Q&A: CR on UK equivalent of Australian Code for Responsible conduct of research, UK equivalent much weaker, revision been in consultation but perhaps not much changed. Malcolm Read also impressed by the Australian code, and also by the German statement last year. Astrid Wissenburg from ESRC, says it’s more than just the Code. But also welcomes the collaborative approach, but wonders at the HEI-focused approach. Paul H expects links to RC-funded centres to be key. Sheila Cannell from Edinburgh on the suggested profession: does it emerge from researchers or from existing professions such as librarians, archivists, IT etc. Malcolm says: yes!

Simon Courage (?) Sunderland, from aspect of researcher recognition: will citations of data be counted in next REF. Paul Hubbard says short answer is no, as no clear way of doing it. Not willing to act as incentiviser of everything; should be done because it’s right for the science and required by the institution, and only enforced if nothing else works. Schurer: of 70 staff, only 2 from library backgrounds, so doesn't agree with Malcolm. Read, yes lots of people think that, not all of them are right (???). Mark Thorley from NERC: really need to make use of the knowledge and expertise in existing data work. (CR: library key because of organisational centrality/locus?).

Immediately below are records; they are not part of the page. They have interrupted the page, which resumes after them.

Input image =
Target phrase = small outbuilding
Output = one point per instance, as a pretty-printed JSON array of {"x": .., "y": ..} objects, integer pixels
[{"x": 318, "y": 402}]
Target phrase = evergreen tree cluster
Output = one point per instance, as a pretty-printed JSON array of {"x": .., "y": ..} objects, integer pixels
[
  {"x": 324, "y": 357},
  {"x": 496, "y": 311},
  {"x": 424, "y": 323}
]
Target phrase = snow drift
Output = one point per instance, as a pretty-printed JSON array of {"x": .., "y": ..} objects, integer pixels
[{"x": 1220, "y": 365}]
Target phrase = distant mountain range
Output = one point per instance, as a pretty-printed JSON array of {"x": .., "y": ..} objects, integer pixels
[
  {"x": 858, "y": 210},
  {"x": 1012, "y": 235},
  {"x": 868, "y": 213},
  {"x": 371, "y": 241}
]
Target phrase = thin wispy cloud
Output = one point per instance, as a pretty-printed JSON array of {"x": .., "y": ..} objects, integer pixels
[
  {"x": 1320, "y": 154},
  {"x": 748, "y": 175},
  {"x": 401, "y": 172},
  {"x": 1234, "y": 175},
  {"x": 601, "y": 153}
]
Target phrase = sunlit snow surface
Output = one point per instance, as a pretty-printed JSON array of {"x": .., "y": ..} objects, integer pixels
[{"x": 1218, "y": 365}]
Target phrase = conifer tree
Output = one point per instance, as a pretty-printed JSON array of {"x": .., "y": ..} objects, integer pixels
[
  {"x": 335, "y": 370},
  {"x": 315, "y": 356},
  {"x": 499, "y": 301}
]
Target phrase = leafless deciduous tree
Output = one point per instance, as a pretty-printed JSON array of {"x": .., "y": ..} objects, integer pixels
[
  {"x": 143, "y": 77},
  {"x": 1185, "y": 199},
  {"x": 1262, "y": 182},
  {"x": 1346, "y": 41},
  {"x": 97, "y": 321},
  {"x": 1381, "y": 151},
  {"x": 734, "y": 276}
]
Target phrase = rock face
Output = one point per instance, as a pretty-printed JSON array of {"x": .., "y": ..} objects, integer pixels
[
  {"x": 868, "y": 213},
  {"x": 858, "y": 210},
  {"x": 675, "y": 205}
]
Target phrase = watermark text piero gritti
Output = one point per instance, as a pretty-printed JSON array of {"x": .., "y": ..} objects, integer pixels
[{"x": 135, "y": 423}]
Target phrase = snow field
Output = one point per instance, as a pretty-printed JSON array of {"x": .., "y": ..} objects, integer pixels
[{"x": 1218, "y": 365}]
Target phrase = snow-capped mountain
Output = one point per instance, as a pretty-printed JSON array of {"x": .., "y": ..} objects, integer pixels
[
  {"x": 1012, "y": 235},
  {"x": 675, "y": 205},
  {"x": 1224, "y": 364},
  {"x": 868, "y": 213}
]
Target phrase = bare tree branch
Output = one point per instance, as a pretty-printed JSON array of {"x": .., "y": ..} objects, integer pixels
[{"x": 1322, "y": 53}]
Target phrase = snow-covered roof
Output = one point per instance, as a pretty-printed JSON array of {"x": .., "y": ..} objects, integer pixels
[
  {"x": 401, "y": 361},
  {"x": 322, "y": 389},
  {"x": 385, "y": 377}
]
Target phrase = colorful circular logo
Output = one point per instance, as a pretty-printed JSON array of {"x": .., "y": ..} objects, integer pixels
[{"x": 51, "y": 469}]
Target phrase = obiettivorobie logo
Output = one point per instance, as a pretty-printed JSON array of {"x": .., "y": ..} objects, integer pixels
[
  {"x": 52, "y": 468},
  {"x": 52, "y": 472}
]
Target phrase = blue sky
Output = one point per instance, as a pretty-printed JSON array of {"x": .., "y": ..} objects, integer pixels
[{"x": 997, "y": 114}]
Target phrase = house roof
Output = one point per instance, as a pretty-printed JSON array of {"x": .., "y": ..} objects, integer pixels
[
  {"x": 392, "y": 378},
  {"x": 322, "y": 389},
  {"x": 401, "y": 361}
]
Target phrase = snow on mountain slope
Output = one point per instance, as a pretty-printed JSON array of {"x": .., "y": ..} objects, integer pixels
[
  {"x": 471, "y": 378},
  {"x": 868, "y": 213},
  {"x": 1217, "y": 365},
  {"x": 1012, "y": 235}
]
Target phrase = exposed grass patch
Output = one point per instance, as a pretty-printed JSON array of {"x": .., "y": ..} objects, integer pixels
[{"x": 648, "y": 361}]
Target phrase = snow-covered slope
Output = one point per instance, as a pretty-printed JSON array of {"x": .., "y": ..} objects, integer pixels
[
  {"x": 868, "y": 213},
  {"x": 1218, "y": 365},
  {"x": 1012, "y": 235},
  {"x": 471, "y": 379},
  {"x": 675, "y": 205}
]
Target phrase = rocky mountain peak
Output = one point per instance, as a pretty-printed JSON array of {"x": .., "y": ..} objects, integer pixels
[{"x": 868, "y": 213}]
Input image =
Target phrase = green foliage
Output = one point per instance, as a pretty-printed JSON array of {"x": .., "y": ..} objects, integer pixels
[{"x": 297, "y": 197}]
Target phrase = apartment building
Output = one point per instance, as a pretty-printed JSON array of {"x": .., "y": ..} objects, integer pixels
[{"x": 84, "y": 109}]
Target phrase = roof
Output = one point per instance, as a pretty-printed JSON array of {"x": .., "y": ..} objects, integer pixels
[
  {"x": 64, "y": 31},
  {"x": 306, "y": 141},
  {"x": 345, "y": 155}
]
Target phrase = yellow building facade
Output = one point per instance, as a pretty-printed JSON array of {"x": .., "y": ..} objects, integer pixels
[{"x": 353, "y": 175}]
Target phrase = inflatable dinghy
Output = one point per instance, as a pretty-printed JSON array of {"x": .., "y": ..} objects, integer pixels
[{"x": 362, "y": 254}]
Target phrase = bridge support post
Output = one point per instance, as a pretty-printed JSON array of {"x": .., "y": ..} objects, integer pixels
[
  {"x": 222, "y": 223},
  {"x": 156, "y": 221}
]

Closing speech by David Ingram from UCL: summing up and moving forward. Science being transformed. Bio-informatics now core discipline of biology (this very room, 2005). Research & practice increasingly information intensive. Multiple legacy information systems in use; problems in supporting and linking health care, research and industry. Government creating pervasive new ICT infrastructure & core services. Other national/international initiatives creating relevant infrastructures & services. Talks about the MRC Data Sharing Service. Some nice Escher pics: order and chaos: use & re-use of data needs to be careful and context aware. Got to be very sensitive to the nature & provenance of the data.

Information explosion in health care: shows growth in SNOMED terminology to around 200K terms, and this is getting away from us. Too many ways of saying the same thing and too hard to work out that it’ so. Comment on importance of stopping people doing (unuseful) things.

Data explosion. Transferred at 100 MB/sec (??), a Petabyte takes 116 days, so need a van for your backup.

The circle of knowledge: are there logical relationship, epistemology about linking things across domains (CR: I may have missed the point there).

Dimensions of challenge
  • Diversity
  • Discipline and standards
  • Scale
  • Evolution over time
  • Willingness and capacity to engage (potential losers as well as winners)
  • Education and capacity at all levels
  • Implementation: be completely realistic
  • Shareable vs shared; to do with motivation and practice improvement
  • Commonality vs diversity; requirements
  • Confidential/restricted vs public; about access management and control
  • Competition vs cooperation; modus operandi
  • Global vs local; implementation, capacity, organisation and resources
  • Standardised for general applicability vs optimised for particular purposes; what approach will work
Direction of travel: problem is urgent; research requirements should drive data standards and shared services; research communities must value and own the outcomes; practical experience in implementation (CR: read, existing data centres etc?) should guide policy, strategy & investment; and rigorously control scope, sclae and timing.

Zimmerli: IT as a horizontal technology that allows us to do previously impossible things.

Finishes with Escher picture Ascending and descending, to suggest a need for a constructive balance between top-down and bottom-up. Needs an experimental approach; will need to evolve. Times in 1834: unlikely the medical profession will ever use stethoscopes, as their use requires substantial training and involves great difficulties. UKRDS in this sort of area?

Martin Lewis closing: keep this on the agenda, can’t get everything right, so we need to start.